In April 1992, when the pro-Pakistan Mujahideen group took control of Kabul, it appeared for a while that India would have no friends left in Afghanistan. By 1992-end, the ISI lost control and Kabul once again looked at New Delhi as a window to the world outside. Pakistan then sought to spread widespread propaganda about Indian pilots, engineers and personnel helping the Rabbani-Masood regime.

The ISI then created the Taliban in mid-1994, to get rid of the Rabbani-Masood-Dostum regime and to counter the India-Iran-Turkmenistan railway connectivity plan and push for a Unocal–Saudi Delta gas pipeline project.

With the Taliban coming to power, India departed away from its traditional practice of recognising any regime that controlled Kabul. The key reason apart from its obscurantist doctrine and display of bigotry was that the militia was specifically created, nurtured, fostered and anchored by Pakistani ISI to serve its agenda. To be fair, the Taliban showed no particular antagonistic overture towards India.

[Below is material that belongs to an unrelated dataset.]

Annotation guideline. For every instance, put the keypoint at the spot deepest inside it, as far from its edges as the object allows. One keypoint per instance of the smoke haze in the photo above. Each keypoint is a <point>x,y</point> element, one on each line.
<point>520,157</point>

India vowed to get the Taliban’s opponents back to power, but the much-proclaimed Gujral Doctrine for better relations with Pakistan inevitably poured cold water on that plan. In fact, in May 1997, when Mazar-i-Sharif fell to the militia, India signalled to deal with whosoever was in control in Kabul. The BJP then in the opposition criticised the government for being indecisive in supporting the Northern Alliance.

India’s concerns today in Afghanistan are linked to terrorism rather than inter-ethnic differences. New Delhi’s current fears are tied to Lashkar-e-Tayyaba’s networks in Kunar and Nooristan. The policy option of joining hands with Iran is still on the table.

This, however, would be once again a folly. India should continue to play the game not by using the financial incentives but deploying its skilful political manoeuvring power. Clearly, the US will play a key role, but for an enduring transformation in Afghanistan is not possible unless two major Asian powers, India and China, find a common strategic understanding.

Many fear that the greatest beneficiaries of Afghan stability, apart from the Afghan people, are going to be India and China. But Pakistan may scuttle that prospect. Indian and Chinese interests historically converged in Afghanistan, and if they make a calibrated move for working together in Afghanistan, the outcome could be more harmonising than conflicting.